McGreavy looked at him with quickened interest. “How do you know that?” he asked. “You haven’t even looked.”
Judd walked over to the far wall. As the two men watched, he pressed the lower section of the paneling and the wall slid open, revealing racks of built-in shelves. They were filled with tapes. “I record every session with my patients,” Judd said. “I keep the tapes here.”
“Couldn’t they have tortured Carol to try to force her to tell where those tapes were?”
“There is nothing in any of these tapes worth anything to anyone. There was some other motive for her murder.”
Judd looked at Carol’s scarred body again, and he was filled with helpless, blind rage. “You’ve got to find whoever did this!”
“I intend to,” McGreavy said. He was looking at Judd.
On the windy, deserted street in front of Judd’s office building, McGreavy told Angeli to drive Judd home. “I’ve got an errand to do,” McGreavy said. He turned to Judd. “Good night, Doctor.”
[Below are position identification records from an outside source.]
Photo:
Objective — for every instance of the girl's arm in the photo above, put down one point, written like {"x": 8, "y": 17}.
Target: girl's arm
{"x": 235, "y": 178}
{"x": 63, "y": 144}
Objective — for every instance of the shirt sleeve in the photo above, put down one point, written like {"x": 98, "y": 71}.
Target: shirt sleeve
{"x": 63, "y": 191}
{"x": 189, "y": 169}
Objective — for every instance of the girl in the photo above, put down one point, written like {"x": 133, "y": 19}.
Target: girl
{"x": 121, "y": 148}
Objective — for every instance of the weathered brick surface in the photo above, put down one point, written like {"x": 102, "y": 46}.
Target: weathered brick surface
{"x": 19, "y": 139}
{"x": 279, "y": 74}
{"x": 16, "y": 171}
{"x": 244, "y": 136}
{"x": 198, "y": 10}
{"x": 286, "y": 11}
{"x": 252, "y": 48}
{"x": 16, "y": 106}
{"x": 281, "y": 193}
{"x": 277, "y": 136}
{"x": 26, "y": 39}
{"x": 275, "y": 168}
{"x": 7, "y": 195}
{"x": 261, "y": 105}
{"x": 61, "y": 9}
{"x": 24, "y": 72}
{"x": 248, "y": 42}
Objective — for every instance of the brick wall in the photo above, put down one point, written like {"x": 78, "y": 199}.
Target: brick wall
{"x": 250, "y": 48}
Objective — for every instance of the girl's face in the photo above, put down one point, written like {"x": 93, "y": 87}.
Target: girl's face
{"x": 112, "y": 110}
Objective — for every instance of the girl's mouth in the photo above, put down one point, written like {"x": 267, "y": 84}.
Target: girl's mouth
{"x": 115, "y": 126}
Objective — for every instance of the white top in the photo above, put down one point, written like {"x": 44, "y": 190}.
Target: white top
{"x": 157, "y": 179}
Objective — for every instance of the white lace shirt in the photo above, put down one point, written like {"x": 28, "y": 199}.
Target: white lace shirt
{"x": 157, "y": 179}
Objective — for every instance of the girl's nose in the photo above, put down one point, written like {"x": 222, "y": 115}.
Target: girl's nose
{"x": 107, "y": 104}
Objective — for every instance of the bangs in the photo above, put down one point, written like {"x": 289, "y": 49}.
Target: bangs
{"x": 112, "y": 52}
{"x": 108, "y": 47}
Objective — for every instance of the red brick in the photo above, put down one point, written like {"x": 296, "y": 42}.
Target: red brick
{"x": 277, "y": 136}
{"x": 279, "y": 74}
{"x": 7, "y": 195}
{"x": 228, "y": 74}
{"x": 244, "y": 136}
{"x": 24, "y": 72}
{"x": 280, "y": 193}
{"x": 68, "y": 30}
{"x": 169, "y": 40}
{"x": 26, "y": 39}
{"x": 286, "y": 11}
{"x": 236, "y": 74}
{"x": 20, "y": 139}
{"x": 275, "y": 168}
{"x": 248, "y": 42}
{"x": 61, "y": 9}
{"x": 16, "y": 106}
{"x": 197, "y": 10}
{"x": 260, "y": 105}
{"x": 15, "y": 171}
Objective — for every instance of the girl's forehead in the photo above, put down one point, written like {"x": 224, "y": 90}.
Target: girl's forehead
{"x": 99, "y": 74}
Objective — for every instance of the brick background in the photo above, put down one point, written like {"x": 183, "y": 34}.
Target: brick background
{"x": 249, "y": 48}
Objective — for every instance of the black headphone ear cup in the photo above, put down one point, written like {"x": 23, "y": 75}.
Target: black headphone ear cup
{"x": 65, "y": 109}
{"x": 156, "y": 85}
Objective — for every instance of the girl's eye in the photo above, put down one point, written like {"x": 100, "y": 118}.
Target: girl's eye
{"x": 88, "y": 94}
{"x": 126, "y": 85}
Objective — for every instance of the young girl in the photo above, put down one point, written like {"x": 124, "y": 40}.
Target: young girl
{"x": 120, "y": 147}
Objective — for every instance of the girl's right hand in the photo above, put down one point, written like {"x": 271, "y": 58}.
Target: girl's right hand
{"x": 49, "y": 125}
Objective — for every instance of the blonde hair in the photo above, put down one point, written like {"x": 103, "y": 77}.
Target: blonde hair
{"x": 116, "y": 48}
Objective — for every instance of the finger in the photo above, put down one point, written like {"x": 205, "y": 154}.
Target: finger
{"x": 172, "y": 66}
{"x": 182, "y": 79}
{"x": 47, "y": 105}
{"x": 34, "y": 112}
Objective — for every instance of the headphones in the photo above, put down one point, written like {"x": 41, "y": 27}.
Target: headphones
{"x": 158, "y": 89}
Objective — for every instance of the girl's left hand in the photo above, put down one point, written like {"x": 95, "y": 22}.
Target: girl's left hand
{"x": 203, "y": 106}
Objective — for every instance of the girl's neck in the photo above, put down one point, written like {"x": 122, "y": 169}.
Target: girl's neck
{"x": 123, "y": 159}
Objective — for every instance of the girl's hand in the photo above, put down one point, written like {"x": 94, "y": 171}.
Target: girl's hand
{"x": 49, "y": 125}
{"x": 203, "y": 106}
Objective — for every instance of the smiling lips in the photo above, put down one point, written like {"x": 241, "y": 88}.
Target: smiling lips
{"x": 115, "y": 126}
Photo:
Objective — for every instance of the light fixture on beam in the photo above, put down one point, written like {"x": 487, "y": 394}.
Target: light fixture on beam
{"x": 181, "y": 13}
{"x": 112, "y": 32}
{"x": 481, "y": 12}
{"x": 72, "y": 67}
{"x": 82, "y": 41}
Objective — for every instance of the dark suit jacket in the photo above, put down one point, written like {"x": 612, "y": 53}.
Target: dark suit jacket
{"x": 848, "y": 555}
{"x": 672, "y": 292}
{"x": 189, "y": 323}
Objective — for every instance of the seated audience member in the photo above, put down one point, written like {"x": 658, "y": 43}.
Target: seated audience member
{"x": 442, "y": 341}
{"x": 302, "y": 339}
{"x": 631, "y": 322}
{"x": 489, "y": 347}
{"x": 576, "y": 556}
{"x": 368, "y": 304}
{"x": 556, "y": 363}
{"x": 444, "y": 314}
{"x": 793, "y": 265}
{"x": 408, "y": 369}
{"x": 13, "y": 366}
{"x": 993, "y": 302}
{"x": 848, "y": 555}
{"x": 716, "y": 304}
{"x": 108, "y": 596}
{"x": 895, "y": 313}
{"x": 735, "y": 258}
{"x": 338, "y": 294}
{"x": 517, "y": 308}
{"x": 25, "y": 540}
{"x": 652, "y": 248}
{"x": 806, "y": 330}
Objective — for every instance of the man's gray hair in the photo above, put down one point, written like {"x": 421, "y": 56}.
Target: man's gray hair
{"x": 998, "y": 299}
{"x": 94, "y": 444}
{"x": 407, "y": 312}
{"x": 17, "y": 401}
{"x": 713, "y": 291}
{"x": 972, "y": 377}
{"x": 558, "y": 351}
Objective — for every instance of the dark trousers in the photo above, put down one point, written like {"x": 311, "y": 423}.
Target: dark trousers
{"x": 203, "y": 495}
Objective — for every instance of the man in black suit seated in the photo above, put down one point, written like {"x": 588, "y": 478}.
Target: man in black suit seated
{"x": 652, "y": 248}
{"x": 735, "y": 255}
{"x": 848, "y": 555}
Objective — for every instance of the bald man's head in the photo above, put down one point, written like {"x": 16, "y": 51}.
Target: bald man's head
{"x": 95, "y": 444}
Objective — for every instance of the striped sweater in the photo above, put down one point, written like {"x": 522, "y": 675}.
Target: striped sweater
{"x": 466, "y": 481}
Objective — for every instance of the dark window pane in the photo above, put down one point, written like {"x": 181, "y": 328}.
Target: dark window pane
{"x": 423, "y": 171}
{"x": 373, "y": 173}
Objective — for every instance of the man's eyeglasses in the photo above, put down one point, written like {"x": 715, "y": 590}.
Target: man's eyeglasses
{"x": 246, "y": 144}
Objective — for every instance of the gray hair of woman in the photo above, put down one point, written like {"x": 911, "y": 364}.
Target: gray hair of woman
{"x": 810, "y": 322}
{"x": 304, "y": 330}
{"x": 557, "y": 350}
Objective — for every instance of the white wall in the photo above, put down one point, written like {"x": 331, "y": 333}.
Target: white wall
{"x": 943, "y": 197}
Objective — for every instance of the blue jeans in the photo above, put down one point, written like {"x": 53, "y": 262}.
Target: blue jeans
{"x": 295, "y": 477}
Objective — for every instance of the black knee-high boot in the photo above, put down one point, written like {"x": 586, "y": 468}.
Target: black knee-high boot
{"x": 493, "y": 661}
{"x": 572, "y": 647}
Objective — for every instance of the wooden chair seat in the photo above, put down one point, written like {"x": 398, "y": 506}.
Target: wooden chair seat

Judd watched the huge, lumbering figure move down the street.
“Let’s go,” Angeli said. “I’m freezing.”
Judd slid into the front seat beside Angeli, and the car pulled away from the curb.
“I’ve got to go tell Carol’s family,” Judd said.
“We’ve already been over there.”
Judd nodded wearily. He still wanted to see them himself, but it could wait.
There was a silence. Judd wondered what errand Lieutenant McGreavy could have at this hour of the morning.
As though reading his thoughts, Angeli said, “McGreavy’s a good cop. He thought Ziffren should have gotten the electric chair for killing his partner.”
“Ziffren was insane.”
Angeli shrugged. “I’ll take your word for it, Doctor.”
But McGreavy hadn’t, Judd thought. He turned his mind to Carol and remembered her brightness and her affection and her deep pride in what she was doing, and Angeli was speaking to him and he saw that they had arrived at his apartment building.